Павел и Августин «рождаются снова от Духа», в миг своего «обращения», уже много лет после того, как родились от плоти; эти два рождения для них разделены во времени, а для Франциска, может быть, соединены: только что родившись от плоти — выйдя из того мира в этот, он «снова рождается от Духа» — входит из этого мира в тот. А если так, то, уже в самом рождении своем, он «обратился», «перевернулся», «опрокинулся», — вышел из «трех измерений» в «четвертое», где все «наоборот»; и ему уже не надо снова «обращаться», как Августину и Павлу.
Бог, избравший меня (предопределивший), aphotisas, от утробы матери моей… благоволил открыть во мне Сына своего (Гал 1, 15, 16), — мог бы сказать и Франциск, вместе с Павлом. Но существенная между ними разница та, что Павел так же, как Августин, забывает во времени об этом «избрании», «предопределении» своем, в вечности, и, когда вдруг вспоминает о нем, в миг обращения, то это ослепляет его, как молния (до слепоты физической), а Франциск кое-что, хотя и очень смутно, как сквозь глубокий сон, помнит об этом всегда. Те, «обращаясь», узнают небывалое, а Франциск ничего не узнает, — только «вспоминает» забытое, чтó яснеет в нем мало-помалу, как на темном востоке рассветающий день.
Мать Франциска, монна Пика Простейшая, Simplicisima Pica, помнит лучше его самого, даже в те дни, когда он живет еще в «огне греха», это «предопределение», «избрание» его, «от утробы матерней». [83] — «Как вы думаете, чем будет мой сын?» — спрашивает она всех близких своих и прежде, чем те успевают ответить, отвечает сама: «Вот увидите, он будет сыном Божьим». [84] Это значит, по слову Иоанна, верно угаданному, в простоте сердца, монной Пикой Простейшей: тем, кто принял Его… Он дал власть быть сынами Божиими (Ио. 1, 12).
Помня сама и напоминая сыну это, им забытое и самое для него нужное, делает ему и мать, так же как отец, добро величайшее. Если лучшего отца для св.
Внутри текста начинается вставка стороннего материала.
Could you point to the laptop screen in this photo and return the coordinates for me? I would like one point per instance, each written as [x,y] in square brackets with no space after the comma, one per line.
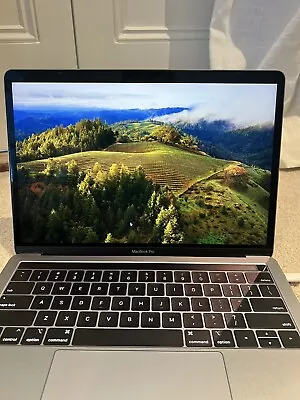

Франциска нельзя себе и представить, то и лучшей матери — тоже.
Знали все молодые повесы и гуляки, веселые гости Франциска, что на него иногда «находит». Весело болтает, шутит, смеется и вдруг умолкает на полуслове, точно теряет сознание, куда-то уходит, — «отсутствует»; пристально смотрит широко открытыми глазами в одну точку и ничего не видит, не слышит, не чувствует, как человек в столбняке или лунатик; а когда приходит в себя, то не любит, чтоб его об этом спрашивали. [85] Может быть, в такие минуты «отсутствия» хочет и не может вспомнить самое для него нужное, забытое; всем известный, «маленький французик» — Франциск — хочет вспомнить великого «Иоанна», никому не известного; тот, кто есть, хочет вспомнить того, кто был и будет.
И это происходит с ним не только в сумерках тех полубеспамятств, как бы вещих снов, но и наяву, при полном свете сознания, в таких мелочах, как эта, тем более правдоподобная, что действительный смысл ее самой легенде уже непонятен: «Суетен был в роскоши так, что сшивал иногда в одной одежде две ткани, — самую роскошную, шелковую, мягкую, яркого цвета, с самою грубою, темною, бедною, нищею», наподобие рогожи или дерюги. [86] Сам, вероятно, не знает, зачем это делает; но если бы его спросили об этом, то, может быть, ответил бы: «Так еще роскошнее!»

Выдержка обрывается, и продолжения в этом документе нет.